In another public session, when a member of a civil society organisation mentioned allegations of the Kenyan government’s efforts to eliminate the Mungiki – a notorious and violent group that is responsible for many bouts of atrocities in the country – Mohamed exclaimed that the NGO representative was defending terrorism and needed to be expelled from the ASP. It wasn’t pretty.
Kenya made a fuss about nothing
Delegations across the board seemed exasperated with the Kenyan delegation. Other crucial issues which needed to be debated and discussed at the ASP were short-shrifted because of the amount of time and energy spent on Kenya’s myopic concerns. Making matters worse, Kenya was making a fuss when it didn’t really need to. No one believes that the judges at the ICC would ever rely on recanted evidence in order to find Ruto – or anyone for that matter – guilty or innocent. Moreover, there was a broad consensus that the Court would not permit the use of recanted evidence retroactively as per Rule 68 of the Rome Statute.
Still, the exasperation by many state delegations should be read as a welcome sign for proponents of the ICC. While the general atmosphere of the ASP may have been sour, I certainly did not take for granted that so many delegates would be so vehement in efforts to defend the Court and quite so exasperated with Kenya’s efforts. Their attitudes reaffirmed, in my view, just how much they were willing to invest in shielding the Court from suffering undue political influence. Moreover, it seems that some states may have responded to Kenya’s attacks on the integrity and independence of the ICC by providing the Court with a slightly larger budget than some observers expected — a 7.1% increase over last year.
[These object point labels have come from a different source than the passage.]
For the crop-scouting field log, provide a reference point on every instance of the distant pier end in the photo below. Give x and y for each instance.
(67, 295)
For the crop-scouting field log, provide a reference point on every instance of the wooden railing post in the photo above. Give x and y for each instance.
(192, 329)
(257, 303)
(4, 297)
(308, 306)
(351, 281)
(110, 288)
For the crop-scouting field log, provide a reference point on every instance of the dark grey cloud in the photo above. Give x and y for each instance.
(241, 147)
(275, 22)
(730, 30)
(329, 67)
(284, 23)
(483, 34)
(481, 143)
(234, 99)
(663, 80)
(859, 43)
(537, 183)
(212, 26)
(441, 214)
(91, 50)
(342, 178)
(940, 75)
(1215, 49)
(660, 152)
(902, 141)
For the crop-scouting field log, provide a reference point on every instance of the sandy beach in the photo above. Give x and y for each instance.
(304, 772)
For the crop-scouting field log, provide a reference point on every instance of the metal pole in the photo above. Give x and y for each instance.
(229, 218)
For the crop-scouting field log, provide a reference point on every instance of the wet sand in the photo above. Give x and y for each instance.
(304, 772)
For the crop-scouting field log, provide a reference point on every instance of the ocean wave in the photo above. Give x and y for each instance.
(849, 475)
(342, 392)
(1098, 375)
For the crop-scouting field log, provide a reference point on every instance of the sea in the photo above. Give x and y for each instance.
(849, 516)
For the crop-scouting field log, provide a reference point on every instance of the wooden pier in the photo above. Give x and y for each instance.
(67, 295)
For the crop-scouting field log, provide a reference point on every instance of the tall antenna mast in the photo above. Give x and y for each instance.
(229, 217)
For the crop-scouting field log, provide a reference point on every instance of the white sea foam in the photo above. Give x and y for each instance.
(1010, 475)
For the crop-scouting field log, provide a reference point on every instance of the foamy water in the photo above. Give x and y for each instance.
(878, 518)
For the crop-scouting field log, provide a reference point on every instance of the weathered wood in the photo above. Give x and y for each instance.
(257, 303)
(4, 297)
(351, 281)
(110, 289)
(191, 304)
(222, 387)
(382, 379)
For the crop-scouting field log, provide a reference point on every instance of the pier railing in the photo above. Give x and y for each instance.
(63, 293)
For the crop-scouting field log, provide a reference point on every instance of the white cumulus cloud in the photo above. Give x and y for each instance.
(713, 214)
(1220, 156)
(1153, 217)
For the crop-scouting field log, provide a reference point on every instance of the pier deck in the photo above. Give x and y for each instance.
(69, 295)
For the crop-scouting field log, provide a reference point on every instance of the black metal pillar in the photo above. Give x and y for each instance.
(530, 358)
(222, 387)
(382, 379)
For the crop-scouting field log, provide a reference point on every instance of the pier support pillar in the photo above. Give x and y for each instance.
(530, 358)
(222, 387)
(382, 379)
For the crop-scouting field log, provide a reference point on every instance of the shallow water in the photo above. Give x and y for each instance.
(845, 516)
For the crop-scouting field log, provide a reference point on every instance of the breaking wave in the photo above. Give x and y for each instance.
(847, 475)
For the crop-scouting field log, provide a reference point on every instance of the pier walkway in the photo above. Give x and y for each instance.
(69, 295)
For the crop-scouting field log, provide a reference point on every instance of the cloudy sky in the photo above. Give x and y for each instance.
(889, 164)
After the Kenya debacle, the bruised institution needed some kind of a win.
Kenya won nothing
Despite its efforts and the millions of taxpayers’ shillings spent on its efforts, Kenya won nothing and likely did damage to its reputation in the realm of international diplomacy. This could cost the country, at least in the short term, in other political, diplomatic, and economic spheres. And for what? The so-called ‘concession’ it eventually received was a reaffirmation of what ICC member states agreed to in 2013 – that evidence can’t be used retroactively to the detriment of the accused, but that this was a matter before the Court’s judges. In other words, in exchange for all of that money and bluster, Kenya got the ASP to repeat something it had already said.
Of course, much of what happens next will depend on the outcome of the ICC’s Kenya cases and, for the reasons spelled out above, none of what happened at the ASP is likely to have much of an impact on the ongoing Kenya trials. There is still a strong possibility that Ruto will be acquitted or that his trial will collapse. All of this huff-and-puff from Kenya, and they didn’t bring the Court down.
Nevertheless, this will surely be the last ASP dominated by Kenyan political interests. It was apparent: there is next-to-zero appetite to have another ASP like this one. If Kenya’s campaign to brazenly undermine the Court’s independence continues, the currently mild voices, suggesting that it would be a shame but not the end of the world if Kenya left the ICC, will grow.
Courtside Justice is a bi-monthly column by Mark Kersten, the creator of Justice in Conflict, looking into the politics and dilemmas of international justice.